Esta crisis revive la tragedia de agosto de 2025, cuando el mismo patógeno acabó con la vida de 12 recién nacidos. Pese a ese antecedente, los protocolos de bioseguridad fallaron nuevamente, dejando a decenas de familias en la incertidumbre.
Un patrón de mortalidad denunciado
Los padres de los menores afectados aseguran que, en los últimos meses, al menos 18 bebés han fallecido bajo condiciones similares. Las familias exigen respuestas claras ante la repetición de este escenario crítico en la Unidad de Cuidados Intensivos Neonatales (UCIN).
Carolina, madre de una bebé infectada, señala que el hospital no garantiza la vida de los prematuros.
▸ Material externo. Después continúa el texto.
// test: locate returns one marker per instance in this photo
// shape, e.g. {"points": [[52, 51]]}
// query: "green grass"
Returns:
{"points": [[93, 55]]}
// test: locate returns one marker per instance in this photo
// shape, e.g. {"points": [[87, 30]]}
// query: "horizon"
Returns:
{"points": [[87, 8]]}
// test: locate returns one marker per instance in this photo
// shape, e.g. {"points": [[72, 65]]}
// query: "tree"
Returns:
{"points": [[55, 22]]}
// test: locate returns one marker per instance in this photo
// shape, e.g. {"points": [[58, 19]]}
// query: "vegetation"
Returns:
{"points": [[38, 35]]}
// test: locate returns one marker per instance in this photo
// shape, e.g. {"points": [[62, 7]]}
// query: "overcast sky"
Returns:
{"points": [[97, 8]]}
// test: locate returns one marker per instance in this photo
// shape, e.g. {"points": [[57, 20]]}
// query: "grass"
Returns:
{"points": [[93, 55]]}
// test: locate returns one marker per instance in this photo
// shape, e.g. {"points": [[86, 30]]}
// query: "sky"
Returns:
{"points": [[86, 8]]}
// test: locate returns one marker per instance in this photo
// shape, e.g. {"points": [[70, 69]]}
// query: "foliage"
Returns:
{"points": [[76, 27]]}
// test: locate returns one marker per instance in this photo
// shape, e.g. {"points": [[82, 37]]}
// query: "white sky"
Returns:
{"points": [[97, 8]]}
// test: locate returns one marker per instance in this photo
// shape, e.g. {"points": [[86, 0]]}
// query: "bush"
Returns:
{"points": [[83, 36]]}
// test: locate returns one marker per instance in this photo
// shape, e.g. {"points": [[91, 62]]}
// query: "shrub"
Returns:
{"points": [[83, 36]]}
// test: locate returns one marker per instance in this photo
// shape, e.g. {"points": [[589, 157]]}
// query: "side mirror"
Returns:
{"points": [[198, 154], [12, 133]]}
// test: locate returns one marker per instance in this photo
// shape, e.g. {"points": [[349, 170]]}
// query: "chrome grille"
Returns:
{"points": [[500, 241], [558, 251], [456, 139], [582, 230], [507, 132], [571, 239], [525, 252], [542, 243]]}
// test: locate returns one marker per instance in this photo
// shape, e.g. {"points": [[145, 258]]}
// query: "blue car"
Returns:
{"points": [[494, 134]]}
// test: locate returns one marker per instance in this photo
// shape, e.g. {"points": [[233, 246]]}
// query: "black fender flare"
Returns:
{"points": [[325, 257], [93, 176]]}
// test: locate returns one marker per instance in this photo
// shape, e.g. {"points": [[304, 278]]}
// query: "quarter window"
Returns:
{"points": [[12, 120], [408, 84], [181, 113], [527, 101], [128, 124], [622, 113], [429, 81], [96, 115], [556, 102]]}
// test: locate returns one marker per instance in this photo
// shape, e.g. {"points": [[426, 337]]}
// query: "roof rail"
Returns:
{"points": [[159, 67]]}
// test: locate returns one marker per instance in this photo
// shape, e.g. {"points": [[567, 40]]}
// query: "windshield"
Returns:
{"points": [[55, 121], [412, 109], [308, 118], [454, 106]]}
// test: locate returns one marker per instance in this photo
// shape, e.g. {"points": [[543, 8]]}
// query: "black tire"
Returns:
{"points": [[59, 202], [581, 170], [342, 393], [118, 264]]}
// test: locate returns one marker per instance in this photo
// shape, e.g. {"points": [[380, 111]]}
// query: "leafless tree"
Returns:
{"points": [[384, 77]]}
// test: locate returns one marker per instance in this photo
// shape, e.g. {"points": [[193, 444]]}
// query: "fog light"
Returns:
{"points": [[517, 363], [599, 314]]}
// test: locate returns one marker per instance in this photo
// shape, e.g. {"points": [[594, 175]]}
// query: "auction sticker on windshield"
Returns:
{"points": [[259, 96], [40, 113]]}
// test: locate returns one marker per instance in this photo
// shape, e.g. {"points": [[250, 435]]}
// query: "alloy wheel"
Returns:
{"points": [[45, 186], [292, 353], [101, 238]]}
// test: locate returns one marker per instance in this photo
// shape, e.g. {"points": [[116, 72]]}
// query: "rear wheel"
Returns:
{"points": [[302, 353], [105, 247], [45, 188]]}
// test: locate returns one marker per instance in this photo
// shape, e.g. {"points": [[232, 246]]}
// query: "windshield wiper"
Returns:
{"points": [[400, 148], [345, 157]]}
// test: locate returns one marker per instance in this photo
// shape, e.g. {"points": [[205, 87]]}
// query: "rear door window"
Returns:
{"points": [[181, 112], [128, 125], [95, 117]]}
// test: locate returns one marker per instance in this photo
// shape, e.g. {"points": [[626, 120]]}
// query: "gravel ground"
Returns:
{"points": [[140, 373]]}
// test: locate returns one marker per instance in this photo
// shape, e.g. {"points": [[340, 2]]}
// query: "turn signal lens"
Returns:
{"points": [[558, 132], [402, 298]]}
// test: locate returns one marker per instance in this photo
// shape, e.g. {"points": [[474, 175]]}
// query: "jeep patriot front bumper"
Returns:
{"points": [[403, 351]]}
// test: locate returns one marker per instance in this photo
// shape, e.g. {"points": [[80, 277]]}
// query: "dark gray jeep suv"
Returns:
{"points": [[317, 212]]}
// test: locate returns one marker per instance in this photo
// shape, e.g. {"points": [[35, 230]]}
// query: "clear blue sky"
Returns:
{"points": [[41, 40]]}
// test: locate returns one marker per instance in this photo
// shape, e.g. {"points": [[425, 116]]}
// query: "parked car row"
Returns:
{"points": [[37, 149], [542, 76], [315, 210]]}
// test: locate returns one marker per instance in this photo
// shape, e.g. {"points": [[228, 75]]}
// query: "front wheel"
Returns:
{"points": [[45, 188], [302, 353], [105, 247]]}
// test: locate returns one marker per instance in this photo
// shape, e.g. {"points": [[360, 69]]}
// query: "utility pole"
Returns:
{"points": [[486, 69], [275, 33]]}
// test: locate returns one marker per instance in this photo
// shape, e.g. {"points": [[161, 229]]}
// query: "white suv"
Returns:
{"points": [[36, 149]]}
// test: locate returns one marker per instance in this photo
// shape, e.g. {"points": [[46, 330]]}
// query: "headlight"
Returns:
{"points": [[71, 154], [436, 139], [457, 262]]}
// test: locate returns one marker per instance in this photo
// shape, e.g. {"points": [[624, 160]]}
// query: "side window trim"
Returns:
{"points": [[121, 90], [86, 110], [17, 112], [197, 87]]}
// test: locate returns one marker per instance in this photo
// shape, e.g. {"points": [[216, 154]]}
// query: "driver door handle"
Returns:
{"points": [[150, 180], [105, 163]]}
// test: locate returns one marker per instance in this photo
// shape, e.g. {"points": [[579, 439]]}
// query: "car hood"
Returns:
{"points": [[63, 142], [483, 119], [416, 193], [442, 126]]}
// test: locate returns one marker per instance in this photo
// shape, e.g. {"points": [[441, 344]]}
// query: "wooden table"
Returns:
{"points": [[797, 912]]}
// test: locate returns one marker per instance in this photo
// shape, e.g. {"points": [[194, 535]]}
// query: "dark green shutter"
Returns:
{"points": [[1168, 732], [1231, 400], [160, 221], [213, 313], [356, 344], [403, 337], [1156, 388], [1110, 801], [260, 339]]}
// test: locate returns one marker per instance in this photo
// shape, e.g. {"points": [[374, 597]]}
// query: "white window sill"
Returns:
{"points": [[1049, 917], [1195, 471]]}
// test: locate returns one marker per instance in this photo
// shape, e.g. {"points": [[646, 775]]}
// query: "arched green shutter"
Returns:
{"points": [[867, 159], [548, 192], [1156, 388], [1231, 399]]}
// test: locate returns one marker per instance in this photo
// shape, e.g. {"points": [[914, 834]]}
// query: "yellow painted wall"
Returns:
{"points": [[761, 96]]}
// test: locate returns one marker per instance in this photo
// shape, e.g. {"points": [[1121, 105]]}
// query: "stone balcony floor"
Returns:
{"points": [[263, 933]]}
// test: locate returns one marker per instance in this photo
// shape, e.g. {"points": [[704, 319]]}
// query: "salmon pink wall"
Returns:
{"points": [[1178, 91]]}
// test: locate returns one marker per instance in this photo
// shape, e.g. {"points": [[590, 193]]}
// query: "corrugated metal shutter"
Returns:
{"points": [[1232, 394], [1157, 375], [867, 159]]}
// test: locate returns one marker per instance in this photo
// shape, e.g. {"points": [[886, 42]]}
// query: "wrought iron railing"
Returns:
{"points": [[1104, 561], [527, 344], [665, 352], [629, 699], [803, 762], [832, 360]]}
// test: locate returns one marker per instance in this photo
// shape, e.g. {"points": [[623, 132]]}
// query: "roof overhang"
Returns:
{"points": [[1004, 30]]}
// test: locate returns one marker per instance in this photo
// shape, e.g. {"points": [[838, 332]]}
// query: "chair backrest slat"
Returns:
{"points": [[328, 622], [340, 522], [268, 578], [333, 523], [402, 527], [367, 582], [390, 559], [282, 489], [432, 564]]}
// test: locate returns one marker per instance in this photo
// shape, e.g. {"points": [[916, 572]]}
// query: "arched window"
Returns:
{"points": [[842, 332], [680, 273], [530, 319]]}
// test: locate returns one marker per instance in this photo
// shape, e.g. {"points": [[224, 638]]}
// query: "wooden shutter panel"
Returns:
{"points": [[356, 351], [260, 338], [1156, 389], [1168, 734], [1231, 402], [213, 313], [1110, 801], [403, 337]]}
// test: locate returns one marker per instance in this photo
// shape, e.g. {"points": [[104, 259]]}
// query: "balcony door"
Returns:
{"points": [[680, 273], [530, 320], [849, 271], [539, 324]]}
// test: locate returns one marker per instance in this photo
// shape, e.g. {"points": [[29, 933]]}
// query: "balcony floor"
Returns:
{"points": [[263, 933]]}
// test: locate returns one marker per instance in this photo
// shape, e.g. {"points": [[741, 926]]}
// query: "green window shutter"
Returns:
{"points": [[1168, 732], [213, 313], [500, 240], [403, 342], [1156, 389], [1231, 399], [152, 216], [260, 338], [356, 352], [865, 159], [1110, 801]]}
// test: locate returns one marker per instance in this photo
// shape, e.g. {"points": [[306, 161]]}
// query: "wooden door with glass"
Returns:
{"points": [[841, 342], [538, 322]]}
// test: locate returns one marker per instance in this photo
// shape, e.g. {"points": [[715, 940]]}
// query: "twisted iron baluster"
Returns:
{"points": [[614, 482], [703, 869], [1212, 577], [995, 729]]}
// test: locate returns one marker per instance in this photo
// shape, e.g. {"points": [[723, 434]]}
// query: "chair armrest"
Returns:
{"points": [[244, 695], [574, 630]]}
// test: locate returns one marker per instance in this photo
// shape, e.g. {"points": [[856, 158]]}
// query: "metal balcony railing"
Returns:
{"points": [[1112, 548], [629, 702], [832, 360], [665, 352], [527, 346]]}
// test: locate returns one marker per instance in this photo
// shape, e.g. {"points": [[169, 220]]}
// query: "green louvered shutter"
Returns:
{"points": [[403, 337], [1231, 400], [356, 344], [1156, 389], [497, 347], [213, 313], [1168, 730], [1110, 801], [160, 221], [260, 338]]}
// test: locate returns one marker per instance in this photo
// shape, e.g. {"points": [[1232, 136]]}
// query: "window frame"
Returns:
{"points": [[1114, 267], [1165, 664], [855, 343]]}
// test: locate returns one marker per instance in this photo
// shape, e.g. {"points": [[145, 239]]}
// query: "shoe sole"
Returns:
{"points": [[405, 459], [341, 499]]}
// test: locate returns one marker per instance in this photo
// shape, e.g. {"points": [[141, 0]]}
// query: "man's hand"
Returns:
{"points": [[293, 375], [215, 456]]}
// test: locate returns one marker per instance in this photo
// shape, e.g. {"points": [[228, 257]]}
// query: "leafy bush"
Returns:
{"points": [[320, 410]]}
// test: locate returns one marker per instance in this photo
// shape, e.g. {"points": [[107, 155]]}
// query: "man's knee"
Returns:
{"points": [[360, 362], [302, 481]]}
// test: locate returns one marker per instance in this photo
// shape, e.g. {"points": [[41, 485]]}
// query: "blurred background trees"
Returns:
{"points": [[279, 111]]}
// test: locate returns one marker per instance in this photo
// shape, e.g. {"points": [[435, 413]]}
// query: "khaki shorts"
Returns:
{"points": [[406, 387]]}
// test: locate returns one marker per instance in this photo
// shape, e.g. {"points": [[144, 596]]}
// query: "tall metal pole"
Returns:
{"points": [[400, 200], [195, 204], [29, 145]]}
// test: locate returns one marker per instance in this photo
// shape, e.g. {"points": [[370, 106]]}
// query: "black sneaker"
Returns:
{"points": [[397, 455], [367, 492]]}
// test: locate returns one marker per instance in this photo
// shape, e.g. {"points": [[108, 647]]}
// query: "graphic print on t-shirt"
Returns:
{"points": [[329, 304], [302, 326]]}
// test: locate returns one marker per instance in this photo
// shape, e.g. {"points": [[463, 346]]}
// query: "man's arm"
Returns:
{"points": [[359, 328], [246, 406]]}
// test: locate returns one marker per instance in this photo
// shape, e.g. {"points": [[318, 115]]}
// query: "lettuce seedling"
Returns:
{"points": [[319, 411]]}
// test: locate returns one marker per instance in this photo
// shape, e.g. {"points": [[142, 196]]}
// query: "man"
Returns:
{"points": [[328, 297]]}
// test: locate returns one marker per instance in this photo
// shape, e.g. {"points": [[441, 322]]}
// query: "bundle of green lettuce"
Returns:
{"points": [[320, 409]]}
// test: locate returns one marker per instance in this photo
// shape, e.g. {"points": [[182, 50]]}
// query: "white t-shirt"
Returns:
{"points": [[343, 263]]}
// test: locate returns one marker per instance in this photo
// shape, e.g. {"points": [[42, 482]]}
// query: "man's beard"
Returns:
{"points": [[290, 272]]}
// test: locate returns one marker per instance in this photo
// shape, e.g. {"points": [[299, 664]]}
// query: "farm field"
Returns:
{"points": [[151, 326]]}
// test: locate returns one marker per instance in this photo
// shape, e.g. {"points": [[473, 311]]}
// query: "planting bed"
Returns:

Actualmente, ocho recién nacidos luchan contra la bacteria mientras sus padres exigen derivaciones inmediatas a otros centros.
Medidas tardías del Ministerio
El Ministerio de Salud confirmó recientemente la suspensión de nuevos ingresos a la UCIN. La Agencia ACESS determinó que el sistema de climatización del área no cumple con los estándares técnicos vigentes.
La falta de mantenimiento preventivo y la reincidencia del brote generan indignación ciudadana. Mientras las autoridades realizan “adecuaciones”, los exteriores del hospital se llenan de padres que exigen justicia por las vidas perdidas.